God bless you!
Dit is zonder twijfel de meest verrassende column die ik voor deze rubriek zal schrijven. Het is tevens de laatste. Groeten Uit Ghana is namelijk niet door de bezuinigingsronde van Parbode gekomen. Helaas, de relatie met u als lezer is betrekkelijk kort geweest, maar gelukkig ook heel vruchtbaar. Het vullen van deze ruimte heb ik altijd met veel plezier gedaan en ik hoop dat het voor u ook een mooie leeservaring is geweest. Voordat ik afscheid neem, wil ik nog iets kwijt over een belangrijke verandering in mijn leven die recent plaatsvond. Het herstel van mijn geloof, om precies te zijn.
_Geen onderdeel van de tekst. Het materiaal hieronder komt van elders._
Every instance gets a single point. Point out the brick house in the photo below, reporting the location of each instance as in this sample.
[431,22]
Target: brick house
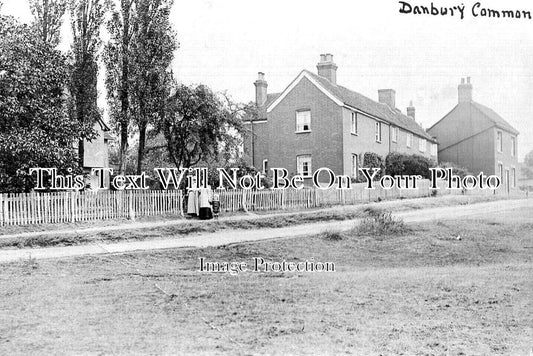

Ik heb eerder op deze plek iets gezegd over de kerk in Ghana. Dat was een verhaal over het luide nachtpreken dat mijn slaap verstoorde en de drang van mensen om mij te bekeren. Daar is weinig aan veranderd, maar ik sta er nu wel anders in. Ik ben het christelijk geloof in deze omgeving beter gaan begrijpen en heb mij zelfs aangesloten bij een gebedsgroep. Ik ben uit de schaduw gekropen en durf nu ook uit te komen voor de liefde van God. Natuurlijk had ik het geloof van huis uit al meegekregen. Mijn ouders hebben ons op een confessionele school gezet en in mijn pubertijd deed mijn moeder verwoede pogingen om mij ook op zondag in de kerk te krijgen. Het mocht allemaal niet baten. ondanks de mooie, oude verhalen uit de Bijbel, was ik verder niet door het geloof aangetrokken. Ik zag het bidden als een verplichting waarvan ik de werking in twijfel trok, en met de lange preken tijdens de dienst was ik het zelden eens. toen ik later ging studeren en een stuk kerkgeschiedenis meekreeg, werd ik alleen nog maar kritischer.
toch was ik beslist geen atheïst. In plaats daarvan heb ik mij al die jaren wel op spiritueel gebied ontwikkeld. Het bestaan van God was voor mij niet de grote vraag, maar de werking van het goddelijke begreep ik niet goed. Dat heb ik hier van de Ghanezen geleerd. Zij hebben mijn spiritueel bewustzijn in een religieus kader weten te plaatsen. Zij hebben mij laten zien dat ik al die tijd het geloof afwees, omdat ik anderen daarin fouten zag maken. Ik identificeerde het christendom dus met hoe mensen om mij heen het christelijk geloof belijden. Een wijsgeer zei ooit: ‘Veroordeel een filosofie niet op zijn misbruik’. Dat is nu precies mijn valkuil geweest.
Inmiddels heb ik mijn eigen oordeel ontkracht. Ik begrijp nu dat je relatie met God persoonlijk is en dat eenieder daarin zijn eigen tempo heeft. Maar uiteindelijk worden we allemaal naar het licht geroepen. Mijn zoektocht in al die zelfhulpboeken en esoterische werken hebben mij met een omweg geleid naar het begin van deze lange reis: het gospel waarmee ik ben opgegroeid. Van de Ghanezen leer ik nu dat het belangrijk is om dit in groepsverband met elkaar te delen. Net zoals dat je een batterij elke keer weer oplaadt. Ik kan mijn proces dan ook met iedereen delen. Zelfs met een wildvreemde of een gelovige van een andere religie. Als het over God gaat, dan zijn mensen hier meer dan bereid om met je van gedachten te wisselen. Ze zijn heel open over hun eigen zoektocht naar de zin van het leven en welke politieke ideeën ze daarvoor hebben moeten afbreken. Ik kan op bijstand rekenen van de buurvrouw in de straat tot aan een collega op de universiteit. Het is ontroerend om te zien hoe groot hun betrokkenheid is bij het herstel van mijn geloof. Van belang is wel dat ik mijn eigen pad daarin blijf zien en volgen. Dus ja, die kritische blik heb ik nog steeds, maar nu met een diep vertrouwen in het Wezenlijke. Dit is misschien wel het grootste cadeau dat je als mens kan ontvangen: om weer met God te zijn. Dat wil ik dan ook alle lezers van Parbode toewensen: stay blessed!